Mereka berdua bangkit masuk ke rumah.
**
Jayden menarik napas dalam-dalam mencoba meredam emosi yang mulai menggelegak di hatinya. Cerita Zefa tentang tato di lengan Aretha membuat pria itu kesal. Dia merasa tidak nyaman karena Zefa meminta agar lengannya diberi coretan yang sama seperti Aretha.
"Mama bilang kalau kita punya teman baik, kita bisa menuliskan namanya di sini, Pa," tuturnya seraya menunjuk lengannya. "Seperti Mama," jelasnya.
Gadis kecil itu menyebutkan nama yang tertulis di lengan mamanya.
"Zefa boleh nggak tulis nama Bunda Fayra di sini? Kan Bunda teman baik Zefa?"
Pria yang baru tiba dari kantor itu menggeleng pelan seraya mengusap puncak kepala putrinya.
"Mama ke mana?"
"Mama ke rumah Eyang."
Jayden mengusap wajahnya.
"Zefa, kalau punya teman baik, nggak perlu mencorat-coret badan kita. Cukup diletakkan di hati dan didoakan. Itu lebih baik daripada mencorat-coret seperti yang Zefa lihat di lengan Mama," tuturnya.
"Nggak boleh ya, Pa?"
"Nggak boleh, Sayang."
"Kalau nggak boleh, kenapa Mama ...."
"Bisa jadi Mama lupa, atau ... Mama belum tahu."

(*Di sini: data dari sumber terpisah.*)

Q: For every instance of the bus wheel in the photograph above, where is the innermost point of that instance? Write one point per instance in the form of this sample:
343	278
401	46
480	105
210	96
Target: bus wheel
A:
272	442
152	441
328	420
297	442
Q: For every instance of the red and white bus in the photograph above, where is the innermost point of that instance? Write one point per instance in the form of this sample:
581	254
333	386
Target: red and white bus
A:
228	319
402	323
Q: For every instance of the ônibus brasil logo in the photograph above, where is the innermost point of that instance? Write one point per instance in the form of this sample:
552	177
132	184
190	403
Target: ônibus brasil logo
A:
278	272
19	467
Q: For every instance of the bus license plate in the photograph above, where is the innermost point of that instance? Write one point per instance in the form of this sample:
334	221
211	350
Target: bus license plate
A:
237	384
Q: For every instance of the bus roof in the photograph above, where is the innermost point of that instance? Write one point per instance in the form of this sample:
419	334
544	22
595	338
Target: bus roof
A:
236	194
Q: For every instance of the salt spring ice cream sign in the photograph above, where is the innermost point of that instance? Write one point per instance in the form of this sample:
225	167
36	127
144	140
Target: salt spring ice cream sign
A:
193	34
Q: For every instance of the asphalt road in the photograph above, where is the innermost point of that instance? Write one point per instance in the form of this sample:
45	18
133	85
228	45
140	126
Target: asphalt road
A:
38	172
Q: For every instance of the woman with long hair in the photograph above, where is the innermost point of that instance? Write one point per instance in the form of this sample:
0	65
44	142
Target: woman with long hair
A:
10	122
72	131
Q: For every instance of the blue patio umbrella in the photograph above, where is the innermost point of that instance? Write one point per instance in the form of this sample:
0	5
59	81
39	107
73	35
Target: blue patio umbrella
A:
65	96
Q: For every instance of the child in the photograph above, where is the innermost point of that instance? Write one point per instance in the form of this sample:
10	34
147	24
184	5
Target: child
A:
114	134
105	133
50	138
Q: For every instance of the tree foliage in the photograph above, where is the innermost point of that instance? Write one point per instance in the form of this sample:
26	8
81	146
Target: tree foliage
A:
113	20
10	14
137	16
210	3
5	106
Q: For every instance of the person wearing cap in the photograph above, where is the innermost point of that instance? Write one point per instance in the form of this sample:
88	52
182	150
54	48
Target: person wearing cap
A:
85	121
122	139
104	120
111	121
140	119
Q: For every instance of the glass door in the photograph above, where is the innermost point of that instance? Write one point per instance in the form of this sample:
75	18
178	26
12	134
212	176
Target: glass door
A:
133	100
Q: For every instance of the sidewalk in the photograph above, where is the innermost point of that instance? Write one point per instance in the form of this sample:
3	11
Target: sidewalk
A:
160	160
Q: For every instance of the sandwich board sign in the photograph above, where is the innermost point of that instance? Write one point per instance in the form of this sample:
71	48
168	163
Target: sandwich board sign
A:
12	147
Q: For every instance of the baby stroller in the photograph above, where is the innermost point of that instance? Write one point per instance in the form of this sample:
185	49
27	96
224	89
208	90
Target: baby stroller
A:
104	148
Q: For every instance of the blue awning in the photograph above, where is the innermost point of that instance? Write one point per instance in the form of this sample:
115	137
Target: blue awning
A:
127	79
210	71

Zefanya mengangguk mengerti. Bocah kecil itu kembali mengatakan bahwa dia akan memberitahukan soal ini kepada mamanya.
"Papa, Zefa boleh telepon Bunda Fayra?"
Mata Jayden menyipit.
"Telepon Bunda Fayra untuk apa?"
"Zefa pingin bicara aja. Zefa sudah lama nggak belajar Iqra'. Boleh, Pa?"
"Mau belajar ya? Boleh, tapi tanya dulu, mengganggu waktu Bunda apa nggak?"
Zefa bersorak saat tahu papanya mengizinkannya. Dengan polos dia berucap jika mamanya tidak memperbolehkan dirinya menghubungi Fayra.
"Mama nggak ngebolehin?"
"Iya, Pa. Mama bilang sekarang sudah ada Mama. Jadi, kalau mau apa-apa ke Mama aja, gitu, Pa. Tapi, kan, Zefa pingin belajar sama Bunda," ungkapnya.
Pria berpostur tinggi itu kembali menghela napas.
"Zefa boleh menghubungi Bunda. Kapan mau telepon?"
"Sekarang! Boleh, Pa?"
Jayden mengangguk menyerahkan ponselnya ke Zefanya.
**
Aretha menangis mengungkapkan kekesalannya. Perempuan berdagu lancip itu merasa Jayden smaa sekali tidak peduli dengan keinginannya. Hal itu dia ceritakan kepada sang mama.
"Aretha, kamu nggak bisa berjuang sendiri, itu akan sia-sia, Nak."
"Lalu apa yang harus Retha lakukan, Ma? Retha hanya ingin memiliki keluarga yang utuh! Retha ingin memperbaiki hubungan yang telah lama terputus," ungkapnya dengan mata mengembun.